Firefighters cut into an exterior wall to reach the crematorium chimney at Keizer Funeral Chapel Monday, Dec. 12. (KEIZERTIMES/Eric A. Howald)

Firefighters cut into an exterior wall to reach the crematorium chimney at Keizer Funeral Chapel Monday, Dec. 12. (KEIZERTIMES/Eric A. Howald)

By ERIC A. HOWALD
Of the Keizertimes

A chimney fire in the crematorium at Keizer Funeral Chapel on River Road North, kept crews from throughout the region busy Monday, Dec. 12.

The Keizer Fire District, Marion County Fire District No. 1 and Salem Fire Department all responded to the call that came in shortly after 5:30 p.m. and remained on the scene for several hours making sure it was doused.

Firefighters arrived on the scene to smoke coming out from eaves all around the building, but no visible flames. The source of the smoke was determined to be the chimney of the business’ crematorium.

“It was glowing red hot and there was wood frame around it and that was beginning to smolder. The ceiling is 10 foot high, but there is an attic space that we had to get into to get at the chimney,” said Chief Jeff Cowan, of the Keizer Fire District, about 90 minutes into the battle. “It’s not real complex, and the smoke is a good color now.”

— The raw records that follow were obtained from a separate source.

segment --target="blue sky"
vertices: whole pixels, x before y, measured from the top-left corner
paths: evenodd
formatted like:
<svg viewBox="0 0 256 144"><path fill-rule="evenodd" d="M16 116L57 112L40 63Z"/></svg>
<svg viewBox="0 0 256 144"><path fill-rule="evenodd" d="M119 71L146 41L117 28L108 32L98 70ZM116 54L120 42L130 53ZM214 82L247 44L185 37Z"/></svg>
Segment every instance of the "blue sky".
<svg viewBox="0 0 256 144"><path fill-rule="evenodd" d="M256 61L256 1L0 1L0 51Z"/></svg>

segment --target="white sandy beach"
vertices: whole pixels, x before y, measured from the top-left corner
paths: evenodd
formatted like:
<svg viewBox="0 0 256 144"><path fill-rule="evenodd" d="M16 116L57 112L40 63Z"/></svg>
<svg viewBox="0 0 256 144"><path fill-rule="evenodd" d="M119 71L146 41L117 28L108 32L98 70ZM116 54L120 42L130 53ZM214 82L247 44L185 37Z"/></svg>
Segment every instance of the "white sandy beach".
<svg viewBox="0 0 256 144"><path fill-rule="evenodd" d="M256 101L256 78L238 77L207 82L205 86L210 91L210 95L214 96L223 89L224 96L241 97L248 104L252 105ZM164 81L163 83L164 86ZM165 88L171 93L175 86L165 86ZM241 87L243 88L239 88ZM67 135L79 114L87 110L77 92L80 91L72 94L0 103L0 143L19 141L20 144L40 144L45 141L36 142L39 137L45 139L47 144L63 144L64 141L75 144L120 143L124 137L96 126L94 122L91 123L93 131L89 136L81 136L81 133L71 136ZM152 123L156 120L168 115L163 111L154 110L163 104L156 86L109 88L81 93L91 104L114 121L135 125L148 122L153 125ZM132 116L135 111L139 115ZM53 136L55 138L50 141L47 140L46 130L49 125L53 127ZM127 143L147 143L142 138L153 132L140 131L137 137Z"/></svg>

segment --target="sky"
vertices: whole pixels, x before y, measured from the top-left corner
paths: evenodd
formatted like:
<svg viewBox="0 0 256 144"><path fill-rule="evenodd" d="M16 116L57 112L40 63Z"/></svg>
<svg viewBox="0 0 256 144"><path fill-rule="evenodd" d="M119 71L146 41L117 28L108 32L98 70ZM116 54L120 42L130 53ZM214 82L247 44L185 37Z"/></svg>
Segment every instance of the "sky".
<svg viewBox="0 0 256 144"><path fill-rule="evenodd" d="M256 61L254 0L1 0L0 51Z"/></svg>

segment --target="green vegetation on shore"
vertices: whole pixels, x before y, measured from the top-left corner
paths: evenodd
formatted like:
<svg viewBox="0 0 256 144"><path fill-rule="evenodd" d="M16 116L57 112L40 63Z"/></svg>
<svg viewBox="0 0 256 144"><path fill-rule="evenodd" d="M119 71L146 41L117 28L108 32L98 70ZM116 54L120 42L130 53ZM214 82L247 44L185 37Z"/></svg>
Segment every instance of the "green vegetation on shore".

A tile roof and thick siding complicated the attack and a large section of the exterior wall had to be removed in the hours that followed the initial call.

The funeral director noticed the smoke as he was leaving for the evening and got the one remaining employee out of the building.

“He reported having trouble with the retort of the crematorium where they put the bodies in throughout the day,” said Anne-Marie Storms, KFD spokesperson. “They shut it down and tried to cool it down, but in the meantime this occurred.”

Repair technicians had already been scheduled to come out and look at the problem the following day.

In all, seven engines, four medic units, one ladder truck, a support vehicle and a duty officer responded to the fire.

Storms said it probably seemed like a lot for drivers as they passed, but “just getting to the chimney is wearing out a lot of our guys.”

Cowan and Storms reminded city residents to have their chimneys inspected and cleaned annually before using them and to check smoke detectors.